Mousset S, Bug G, Heinz W J, Tintelnot K, Rickerts V
Medizinische Klinik II, Klinikum der J.W. Goethe-Universität, Frankfurt am Main, Germany.
Transpl Infect Dis. 2010 Jun;12(3):261-4. doi: 10.1111/j.1399-3062.2009.00479.x. Epub 2009 Nov 30.

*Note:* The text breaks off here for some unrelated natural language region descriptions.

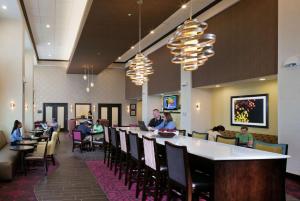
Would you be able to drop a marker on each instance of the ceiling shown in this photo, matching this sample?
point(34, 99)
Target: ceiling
point(56, 41)
point(109, 31)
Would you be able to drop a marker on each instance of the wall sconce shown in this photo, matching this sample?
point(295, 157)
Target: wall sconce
point(12, 105)
point(128, 108)
point(26, 107)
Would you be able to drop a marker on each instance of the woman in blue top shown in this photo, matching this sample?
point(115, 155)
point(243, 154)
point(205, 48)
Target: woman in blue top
point(16, 133)
point(167, 123)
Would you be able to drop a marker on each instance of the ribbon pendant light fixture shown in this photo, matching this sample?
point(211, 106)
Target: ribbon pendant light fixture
point(190, 46)
point(140, 67)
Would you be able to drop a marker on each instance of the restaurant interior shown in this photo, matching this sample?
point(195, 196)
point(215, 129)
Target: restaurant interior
point(127, 100)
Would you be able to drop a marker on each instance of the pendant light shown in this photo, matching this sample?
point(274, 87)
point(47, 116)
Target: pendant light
point(92, 75)
point(190, 46)
point(140, 67)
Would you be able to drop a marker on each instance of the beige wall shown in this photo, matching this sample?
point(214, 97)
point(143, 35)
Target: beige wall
point(11, 76)
point(53, 85)
point(289, 82)
point(221, 104)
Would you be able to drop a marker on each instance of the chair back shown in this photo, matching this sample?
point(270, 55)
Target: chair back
point(177, 161)
point(202, 136)
point(106, 134)
point(77, 136)
point(135, 149)
point(113, 136)
point(227, 140)
point(275, 148)
point(182, 132)
point(150, 153)
point(123, 140)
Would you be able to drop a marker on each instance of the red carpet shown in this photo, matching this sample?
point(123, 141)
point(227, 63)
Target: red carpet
point(21, 188)
point(114, 188)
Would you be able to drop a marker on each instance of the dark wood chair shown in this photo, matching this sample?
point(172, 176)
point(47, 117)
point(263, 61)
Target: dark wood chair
point(136, 163)
point(40, 155)
point(78, 140)
point(107, 145)
point(155, 172)
point(115, 149)
point(202, 136)
point(227, 140)
point(181, 182)
point(124, 154)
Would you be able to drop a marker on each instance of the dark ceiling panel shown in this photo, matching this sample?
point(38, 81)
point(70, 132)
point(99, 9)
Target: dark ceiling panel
point(109, 30)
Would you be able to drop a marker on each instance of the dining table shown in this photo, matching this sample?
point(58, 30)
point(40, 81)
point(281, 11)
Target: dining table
point(238, 173)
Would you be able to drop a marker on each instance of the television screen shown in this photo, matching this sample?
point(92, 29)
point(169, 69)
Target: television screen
point(170, 102)
point(249, 110)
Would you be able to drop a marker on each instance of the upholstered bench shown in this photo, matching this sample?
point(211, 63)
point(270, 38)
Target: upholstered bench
point(261, 137)
point(8, 159)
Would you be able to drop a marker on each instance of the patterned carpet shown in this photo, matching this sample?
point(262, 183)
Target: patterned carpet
point(116, 190)
point(21, 188)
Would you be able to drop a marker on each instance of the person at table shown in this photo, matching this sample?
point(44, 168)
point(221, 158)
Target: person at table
point(54, 124)
point(245, 138)
point(85, 130)
point(214, 132)
point(156, 119)
point(167, 122)
point(16, 136)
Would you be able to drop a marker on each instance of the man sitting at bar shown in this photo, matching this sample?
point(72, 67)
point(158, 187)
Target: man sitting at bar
point(167, 123)
point(245, 138)
point(156, 120)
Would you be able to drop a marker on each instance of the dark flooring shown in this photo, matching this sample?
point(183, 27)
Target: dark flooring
point(72, 180)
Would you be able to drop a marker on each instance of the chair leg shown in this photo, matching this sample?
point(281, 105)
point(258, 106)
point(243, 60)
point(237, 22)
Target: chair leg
point(145, 185)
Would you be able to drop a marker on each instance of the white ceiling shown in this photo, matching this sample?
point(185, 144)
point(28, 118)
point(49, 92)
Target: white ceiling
point(64, 18)
point(12, 10)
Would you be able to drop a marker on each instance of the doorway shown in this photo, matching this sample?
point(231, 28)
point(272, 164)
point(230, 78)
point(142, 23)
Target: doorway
point(111, 112)
point(59, 111)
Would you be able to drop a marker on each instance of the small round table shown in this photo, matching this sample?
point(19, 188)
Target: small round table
point(22, 149)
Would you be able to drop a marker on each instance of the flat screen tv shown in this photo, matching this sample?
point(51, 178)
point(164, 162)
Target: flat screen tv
point(170, 102)
point(251, 110)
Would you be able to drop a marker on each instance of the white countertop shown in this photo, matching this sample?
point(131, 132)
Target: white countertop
point(212, 150)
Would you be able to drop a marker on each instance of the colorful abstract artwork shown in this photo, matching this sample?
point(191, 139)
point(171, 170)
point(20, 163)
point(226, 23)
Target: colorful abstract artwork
point(250, 110)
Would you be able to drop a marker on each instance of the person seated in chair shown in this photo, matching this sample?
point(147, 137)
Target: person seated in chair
point(214, 132)
point(156, 119)
point(167, 123)
point(245, 138)
point(16, 136)
point(85, 130)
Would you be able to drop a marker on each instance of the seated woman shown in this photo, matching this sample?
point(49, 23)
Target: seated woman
point(16, 133)
point(214, 132)
point(245, 138)
point(167, 123)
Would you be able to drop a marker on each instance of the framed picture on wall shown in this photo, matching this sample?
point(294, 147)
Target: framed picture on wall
point(132, 109)
point(250, 110)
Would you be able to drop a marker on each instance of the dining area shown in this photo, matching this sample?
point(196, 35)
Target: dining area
point(165, 167)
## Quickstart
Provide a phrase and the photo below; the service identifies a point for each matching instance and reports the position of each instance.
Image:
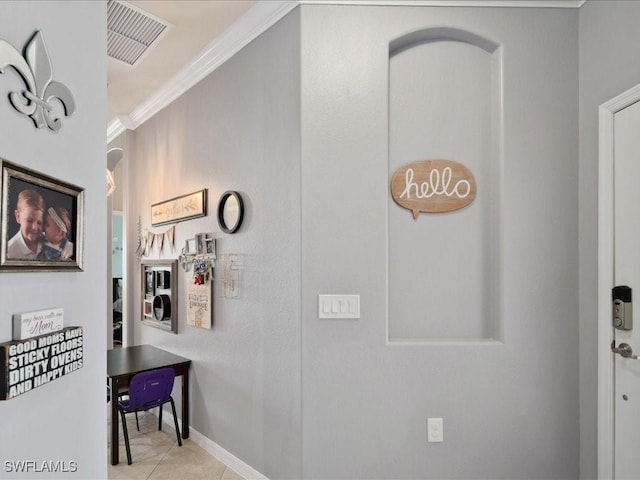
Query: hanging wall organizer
(38, 99)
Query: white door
(626, 266)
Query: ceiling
(193, 26)
(203, 34)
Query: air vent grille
(131, 32)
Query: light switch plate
(435, 430)
(338, 306)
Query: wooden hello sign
(433, 186)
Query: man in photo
(57, 224)
(29, 214)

Antifungal prophylaxis with posaconazole (POS) has been shown to decrease the mortality associated with invasive fungal infections in high-risk patients. We report on a patient, with severe graft-versus-host disease after allogeneic stem cell transplantation, who developed proven pneumonia due to Rhizopus microsporus after 40 days of POS prophylaxis (fasting serum levels: 691-904 ng/mL). Despite combination treatment with liposomal amphotericin B and POS for 39 days, the patient died from pulmonary hemorrhage. This case highlights the need for continued awareness of breakthrough zygomycosis in patients receiving POS.
泊沙康唑(POS)预防性抗真菌治疗已被证明可降低高危患者侵袭性真菌感染相关的死亡率。我们报告了1例异基因干细胞移植后发生严重移植物抗宿主病的患者,该患者在接受POS预防性治疗40天后(空腹血清水平:691 - 904 ng/mL)确诊为微小根霉所致肺炎。尽管联合应用脂质体两性霉素B和POS治疗39天,患者仍死于肺出血。该病例凸显了对接受POS治疗患者的毛霉病突破性感染需持续保持警惕。